Wrecker is an actress, and she is only interested in men who are good-looking, famous… and who are already in relationships with other women. While she is working with your man, she goes to work on him. She’s clever about it too. She will pal around with him rather innocently at first, then gradually seduce him with home-baked goods, sweet smiles, pouting, hair-tossing, and compliments. She always waits for him to make the first physical move. Once that happens, she will have his pants off so fast it would make your head spin. She is directly – yes, directly – responsible for wreaking havoc on three celebrity couples in the past three years. (Blind Gossip)
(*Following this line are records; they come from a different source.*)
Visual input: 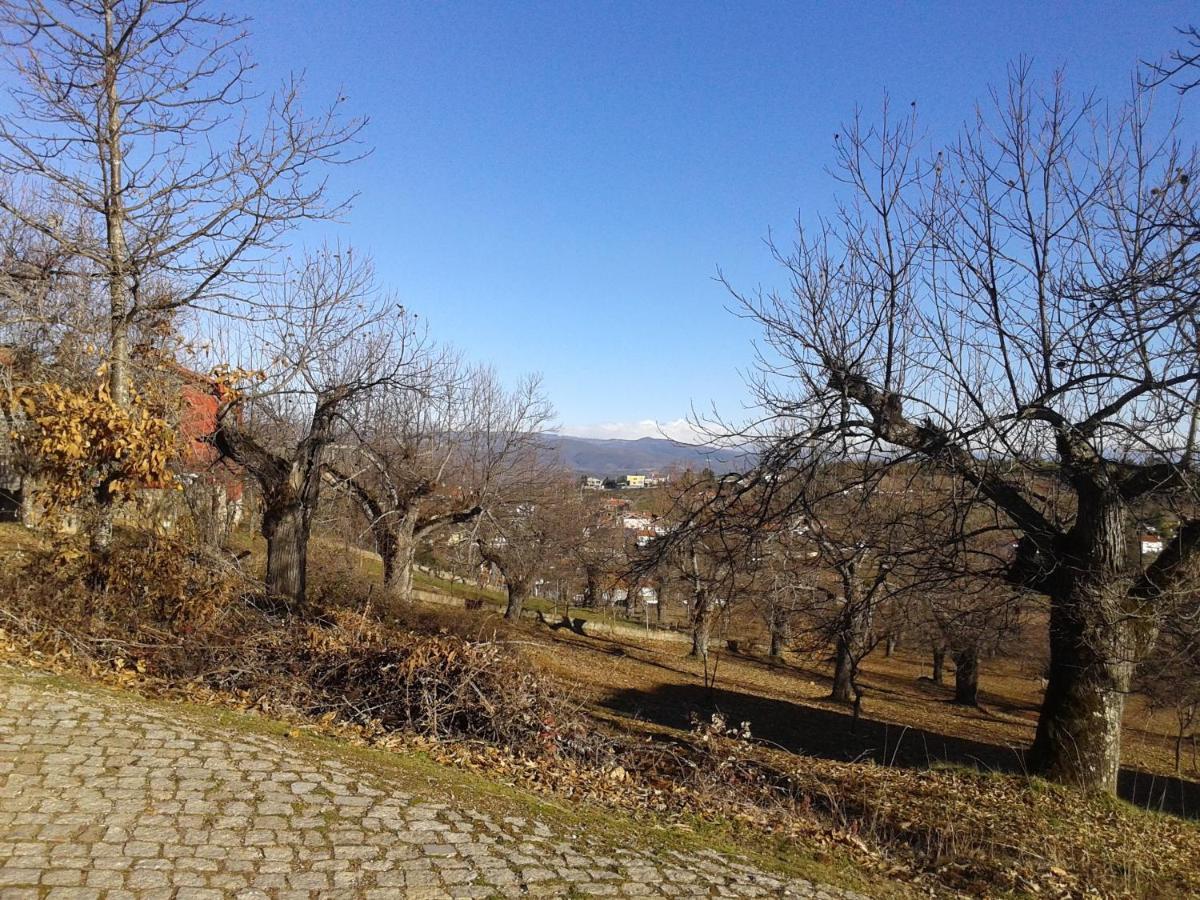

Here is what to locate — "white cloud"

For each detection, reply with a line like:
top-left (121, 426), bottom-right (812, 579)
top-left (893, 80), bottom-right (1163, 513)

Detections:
top-left (558, 419), bottom-right (704, 444)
In her defense, I’d make out with her too if she brought me a freshly frosted blondie bar. I’ll guess Blake Lively? Because she kind of looks like she giggles all flirty-like when she unwraps the cellophane off the plate of cookies she baked. You know, like “Ehehehehe, I bet you’d love to unwrap my cookie.” Oh, and apparently Blake Lively is addicted to baking and shit.
According to a source, this aging male singer who was on the television circuit for a while was cruising for male prostitutes on a daily basis until he contracted a very serious STD. He now is so terrified of this happening again, he allegedly only goes online for steamy chat sessions. (BuzzFoto)
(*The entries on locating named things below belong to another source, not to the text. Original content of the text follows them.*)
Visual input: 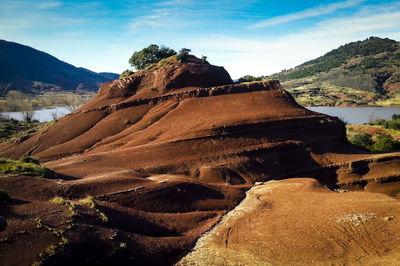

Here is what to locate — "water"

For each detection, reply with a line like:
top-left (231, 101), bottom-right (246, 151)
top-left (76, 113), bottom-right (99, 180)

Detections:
top-left (307, 106), bottom-right (400, 125)
top-left (1, 106), bottom-right (70, 122)
top-left (2, 106), bottom-right (400, 125)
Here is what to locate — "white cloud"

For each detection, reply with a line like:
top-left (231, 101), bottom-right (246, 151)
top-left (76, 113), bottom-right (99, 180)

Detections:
top-left (37, 2), bottom-right (62, 9)
top-left (128, 9), bottom-right (173, 30)
top-left (189, 5), bottom-right (400, 78)
top-left (249, 0), bottom-right (366, 28)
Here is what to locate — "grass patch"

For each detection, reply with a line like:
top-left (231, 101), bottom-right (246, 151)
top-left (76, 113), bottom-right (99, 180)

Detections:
top-left (0, 157), bottom-right (56, 178)
top-left (79, 196), bottom-right (108, 223)
top-left (0, 117), bottom-right (54, 144)
top-left (0, 189), bottom-right (10, 204)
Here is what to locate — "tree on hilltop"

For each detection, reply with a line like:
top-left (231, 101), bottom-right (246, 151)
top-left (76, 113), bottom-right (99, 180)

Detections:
top-left (129, 44), bottom-right (176, 70)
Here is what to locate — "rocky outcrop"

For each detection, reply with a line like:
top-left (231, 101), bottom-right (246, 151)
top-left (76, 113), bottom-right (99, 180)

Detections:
top-left (0, 54), bottom-right (400, 265)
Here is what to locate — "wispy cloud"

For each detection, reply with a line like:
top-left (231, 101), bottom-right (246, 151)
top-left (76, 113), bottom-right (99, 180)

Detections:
top-left (187, 3), bottom-right (400, 78)
top-left (128, 9), bottom-right (174, 31)
top-left (37, 2), bottom-right (62, 9)
top-left (249, 0), bottom-right (366, 28)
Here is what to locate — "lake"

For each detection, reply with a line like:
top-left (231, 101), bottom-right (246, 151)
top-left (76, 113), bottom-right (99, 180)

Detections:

Don’t hassle The Hoff…unless you’re D/D free. Or this could also be George Michael? That’s probably too easy. Or Donny Osmond?
Which prettyboy TV actor got everyone at NYC club SL gossiping when he was spotted in a dark corner locking lips with a young blonde… guy?! “They were openly kissing and cuddling up together for some time,” an eyewitness tells Star. (Star Magazine via Blind Gossip)
Obviously, Ed O’Neill, but probably Chace Crawford?